Die Tesla-Aktie befindet sich gerade im freien Fall. Das hat aber andere Gründe als die Unsicherheit, die Trump auslöst, oder?

Ja, Tesla hat hausgemachte Probleme. Unserer Meinung nach ist Tesla seit vielen Jahren überbewertet. Für uns ist das kein Datenunternehmen, sondern ein Autobauer. Dass dieser einen Bruchteil der Autos weltweit ausliefert, aber so viel wert ist wie die Hälfte aller etablierten Automobilhersteller der Welt zusammen, leuchtet nicht ein. Der Hauptgrund des Absatzeinbruchs ist das politische Engagement von Tesla-Chef Elon Musk. Vor allem in Europa kaufen die Leute keinen Tesla mehr, weil Musk rechtsextreme Parteien unterstützt und radikale Positionen vertritt.

In Deutschland meldet VW einen Gewinneinbruch von fast einem Drittel, die Dividende soll in der gleichen Größenordnung sinken. Was heißt das für Anleger?
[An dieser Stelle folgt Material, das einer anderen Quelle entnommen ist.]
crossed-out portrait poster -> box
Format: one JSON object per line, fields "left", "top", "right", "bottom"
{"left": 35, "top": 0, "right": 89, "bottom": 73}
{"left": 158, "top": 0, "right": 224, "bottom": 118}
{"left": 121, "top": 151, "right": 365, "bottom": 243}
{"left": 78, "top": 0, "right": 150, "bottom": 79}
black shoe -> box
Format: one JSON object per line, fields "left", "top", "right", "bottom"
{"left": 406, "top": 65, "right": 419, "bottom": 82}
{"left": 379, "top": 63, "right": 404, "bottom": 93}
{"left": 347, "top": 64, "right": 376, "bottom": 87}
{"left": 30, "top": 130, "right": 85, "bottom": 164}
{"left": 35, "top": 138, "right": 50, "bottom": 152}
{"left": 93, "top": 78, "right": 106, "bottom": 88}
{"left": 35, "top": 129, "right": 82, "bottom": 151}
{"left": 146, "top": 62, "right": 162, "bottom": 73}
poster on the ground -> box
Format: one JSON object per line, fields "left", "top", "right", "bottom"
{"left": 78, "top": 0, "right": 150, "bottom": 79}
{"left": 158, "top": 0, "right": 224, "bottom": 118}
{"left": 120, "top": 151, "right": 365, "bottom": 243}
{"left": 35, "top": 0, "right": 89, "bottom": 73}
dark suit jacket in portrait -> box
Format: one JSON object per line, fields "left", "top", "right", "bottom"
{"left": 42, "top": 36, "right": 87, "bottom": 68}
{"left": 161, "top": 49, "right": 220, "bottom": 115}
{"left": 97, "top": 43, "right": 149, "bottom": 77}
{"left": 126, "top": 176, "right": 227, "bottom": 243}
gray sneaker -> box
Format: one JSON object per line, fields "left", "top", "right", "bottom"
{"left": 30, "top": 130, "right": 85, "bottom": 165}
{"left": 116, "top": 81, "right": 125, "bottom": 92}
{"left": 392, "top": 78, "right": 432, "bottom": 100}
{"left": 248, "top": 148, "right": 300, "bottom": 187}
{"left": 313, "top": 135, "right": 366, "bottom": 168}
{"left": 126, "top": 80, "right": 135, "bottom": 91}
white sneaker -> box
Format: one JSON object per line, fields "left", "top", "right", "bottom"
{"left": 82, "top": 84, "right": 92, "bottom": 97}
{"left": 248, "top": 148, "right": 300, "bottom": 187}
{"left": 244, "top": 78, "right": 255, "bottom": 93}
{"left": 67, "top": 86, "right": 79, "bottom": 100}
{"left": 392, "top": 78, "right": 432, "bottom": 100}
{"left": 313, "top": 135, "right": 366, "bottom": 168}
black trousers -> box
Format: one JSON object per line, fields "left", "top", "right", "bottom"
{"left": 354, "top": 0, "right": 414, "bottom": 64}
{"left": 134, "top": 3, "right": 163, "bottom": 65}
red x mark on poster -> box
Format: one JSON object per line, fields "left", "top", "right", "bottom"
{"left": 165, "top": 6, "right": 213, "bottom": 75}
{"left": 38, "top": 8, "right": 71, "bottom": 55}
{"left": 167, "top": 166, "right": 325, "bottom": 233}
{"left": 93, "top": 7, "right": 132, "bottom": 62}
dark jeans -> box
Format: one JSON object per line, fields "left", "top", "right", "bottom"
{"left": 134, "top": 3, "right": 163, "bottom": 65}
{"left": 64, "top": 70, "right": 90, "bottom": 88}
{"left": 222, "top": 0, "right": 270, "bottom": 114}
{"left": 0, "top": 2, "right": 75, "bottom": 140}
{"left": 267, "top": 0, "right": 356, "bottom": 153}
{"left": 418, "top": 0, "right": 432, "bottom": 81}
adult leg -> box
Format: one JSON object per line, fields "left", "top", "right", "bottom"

Bei den Autoherstellern passiert, was wir immer vermutet haben. Denn die Probleme auf dem chinesischen Markt waren absehbar, vor allem bei Elektroautos. Bei dem Wandel werden die Karten völlig neu gemischt. Die Investitionen, die anzugehen sind, sind riesengroß, und deswegen haben wir nie Aktien von deutschen Automobilherstellern gekauft, obwohl sie unfassbar billig waren, mit wahnsinnig hohen Dividendenrenditen. Wir fühlen uns durch die aktuellen Zahlen bestätigt. Die deutschen Automobilhersteller haben eine Durststrecke vor sich. Man weiß nicht, ob alle die Kurve kriegen – und irgendwann andere Autohersteller dominieren.